1. The Teen On A Mission: Greta Thunberg
On any given Friday, you can find 16-year-old activist and Nobel Peace Prize nominee Greta Thunberg skipping school to sit on the steps of Swedish Parliament and demand better climate policies. Her routine has inspired similar movements across the world, culminating in the Youth Climate Strike, which mobilized more than 1.4 million students across 123 countries to skip school for the planet in March. “We live in a strange world, where children must sacrifice their education in order to protest against the destruction of their future,” Thunberg explains of the protests. Thunberg’s Twitter page, with its 378k followers, has become a beacon of hope for the next generation of environmental activists—and a show that kids aren’t just going to sit back as their world is put in jeopardy.
Thunberg on what the world needs most:
“The one thing we need more than hope is action. Once we start to act, hope is everywhere. Today, we use 100 million barrels of oil every single day. There are no politics to change that. There are no rules to keep that oil in the ground. So we can't save the world by playing by the rules, because the rules have to be changed. Everything needs to change—and it has to start today.”

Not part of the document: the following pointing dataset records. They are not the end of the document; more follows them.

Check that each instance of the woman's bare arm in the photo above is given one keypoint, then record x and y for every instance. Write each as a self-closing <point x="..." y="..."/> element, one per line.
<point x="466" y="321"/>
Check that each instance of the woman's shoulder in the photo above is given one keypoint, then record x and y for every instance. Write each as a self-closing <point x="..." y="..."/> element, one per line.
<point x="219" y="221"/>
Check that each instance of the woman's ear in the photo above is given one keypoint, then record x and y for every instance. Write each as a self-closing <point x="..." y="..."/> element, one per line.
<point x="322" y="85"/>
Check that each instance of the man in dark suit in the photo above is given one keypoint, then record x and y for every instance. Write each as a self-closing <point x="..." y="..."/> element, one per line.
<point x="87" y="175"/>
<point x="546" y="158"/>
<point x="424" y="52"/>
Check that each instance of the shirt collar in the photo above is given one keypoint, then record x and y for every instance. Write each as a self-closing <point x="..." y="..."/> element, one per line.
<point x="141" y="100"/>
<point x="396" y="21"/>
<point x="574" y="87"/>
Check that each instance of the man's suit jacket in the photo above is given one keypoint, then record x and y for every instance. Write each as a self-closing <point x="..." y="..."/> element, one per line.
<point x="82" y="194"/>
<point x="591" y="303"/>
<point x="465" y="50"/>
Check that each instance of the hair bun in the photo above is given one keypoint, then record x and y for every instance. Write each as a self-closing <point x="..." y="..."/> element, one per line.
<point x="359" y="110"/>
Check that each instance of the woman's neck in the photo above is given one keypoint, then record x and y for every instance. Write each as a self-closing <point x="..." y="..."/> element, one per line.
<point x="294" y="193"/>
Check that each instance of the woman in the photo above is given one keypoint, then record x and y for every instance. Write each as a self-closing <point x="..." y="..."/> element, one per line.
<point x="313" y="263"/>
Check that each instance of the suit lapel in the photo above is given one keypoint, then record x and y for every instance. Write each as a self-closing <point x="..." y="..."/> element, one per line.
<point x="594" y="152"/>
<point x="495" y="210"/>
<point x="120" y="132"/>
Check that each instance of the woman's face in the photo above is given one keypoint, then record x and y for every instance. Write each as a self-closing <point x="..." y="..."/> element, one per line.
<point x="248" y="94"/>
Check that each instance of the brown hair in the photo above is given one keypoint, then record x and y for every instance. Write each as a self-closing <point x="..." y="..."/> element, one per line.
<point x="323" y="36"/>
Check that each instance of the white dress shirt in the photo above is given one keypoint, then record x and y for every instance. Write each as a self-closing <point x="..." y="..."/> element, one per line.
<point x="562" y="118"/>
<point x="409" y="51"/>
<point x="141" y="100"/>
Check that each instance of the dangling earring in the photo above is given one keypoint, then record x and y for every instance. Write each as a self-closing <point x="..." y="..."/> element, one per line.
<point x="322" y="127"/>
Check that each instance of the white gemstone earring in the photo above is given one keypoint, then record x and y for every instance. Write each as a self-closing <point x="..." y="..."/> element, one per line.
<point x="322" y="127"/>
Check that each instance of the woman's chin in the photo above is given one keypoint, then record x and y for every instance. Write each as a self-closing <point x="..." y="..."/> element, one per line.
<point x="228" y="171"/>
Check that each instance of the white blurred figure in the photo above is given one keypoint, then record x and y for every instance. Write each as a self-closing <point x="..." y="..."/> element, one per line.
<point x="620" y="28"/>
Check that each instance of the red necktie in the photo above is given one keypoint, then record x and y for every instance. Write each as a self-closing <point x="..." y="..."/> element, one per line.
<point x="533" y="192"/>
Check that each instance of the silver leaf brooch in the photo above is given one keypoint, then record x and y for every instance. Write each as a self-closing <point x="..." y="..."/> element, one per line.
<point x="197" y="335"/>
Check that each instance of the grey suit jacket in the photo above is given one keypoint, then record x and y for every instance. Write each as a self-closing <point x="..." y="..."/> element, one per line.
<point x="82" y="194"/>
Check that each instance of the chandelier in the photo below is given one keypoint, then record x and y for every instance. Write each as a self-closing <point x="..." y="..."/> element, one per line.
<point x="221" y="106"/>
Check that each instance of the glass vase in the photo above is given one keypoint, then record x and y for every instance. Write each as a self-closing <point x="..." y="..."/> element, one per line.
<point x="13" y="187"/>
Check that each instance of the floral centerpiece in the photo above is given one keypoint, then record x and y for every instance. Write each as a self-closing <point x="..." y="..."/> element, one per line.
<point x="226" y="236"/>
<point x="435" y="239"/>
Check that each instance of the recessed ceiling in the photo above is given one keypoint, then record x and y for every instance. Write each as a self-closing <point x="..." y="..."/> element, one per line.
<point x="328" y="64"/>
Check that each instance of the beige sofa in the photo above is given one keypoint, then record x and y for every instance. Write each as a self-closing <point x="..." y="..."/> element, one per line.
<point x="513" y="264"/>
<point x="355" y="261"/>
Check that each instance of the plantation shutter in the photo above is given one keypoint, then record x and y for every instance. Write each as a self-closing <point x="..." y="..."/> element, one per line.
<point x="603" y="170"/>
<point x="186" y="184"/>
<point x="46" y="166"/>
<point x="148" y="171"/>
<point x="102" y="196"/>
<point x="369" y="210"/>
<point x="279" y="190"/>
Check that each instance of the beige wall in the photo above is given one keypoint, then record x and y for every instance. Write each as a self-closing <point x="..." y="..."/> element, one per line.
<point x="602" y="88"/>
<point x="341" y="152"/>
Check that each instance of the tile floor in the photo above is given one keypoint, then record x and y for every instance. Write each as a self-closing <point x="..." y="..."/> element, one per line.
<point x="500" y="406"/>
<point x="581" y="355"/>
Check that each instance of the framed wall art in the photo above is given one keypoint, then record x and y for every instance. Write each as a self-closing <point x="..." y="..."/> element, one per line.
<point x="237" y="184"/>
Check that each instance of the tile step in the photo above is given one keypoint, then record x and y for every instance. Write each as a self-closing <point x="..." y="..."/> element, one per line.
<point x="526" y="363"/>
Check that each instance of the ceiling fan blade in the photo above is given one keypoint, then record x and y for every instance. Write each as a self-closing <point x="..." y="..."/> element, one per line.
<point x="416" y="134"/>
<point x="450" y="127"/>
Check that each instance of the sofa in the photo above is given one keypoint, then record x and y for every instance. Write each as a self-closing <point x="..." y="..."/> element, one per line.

2. The Artist Capturing Climate Change: Zaria Forman
On first glance, you’d swear Zaria Forman’s drawings of ice landscapes are photographs. The incredibly detailed and accurate portraits of ice and water formations around the world even caught the attention of NASA, who invited Forman to join their mission to map how global warming is transforming arctic regions. She’s part of a growing group of artists using their craft to raise awareness and encourage action against climate change, and her work is a beautiful reminder of all that we stand to lose.
Forman on the inspiration for her art:
“My drawings explore moments of transition, turbulence, and tranquility in the landscape, allowing viewers to emotionally connect with a place you might never have the chance to visit. I choose to convey the beauty as opposed to the devastation. If you can experience the sublimity of these landscapes, perhaps you'll be inspired to protect and preserve them.”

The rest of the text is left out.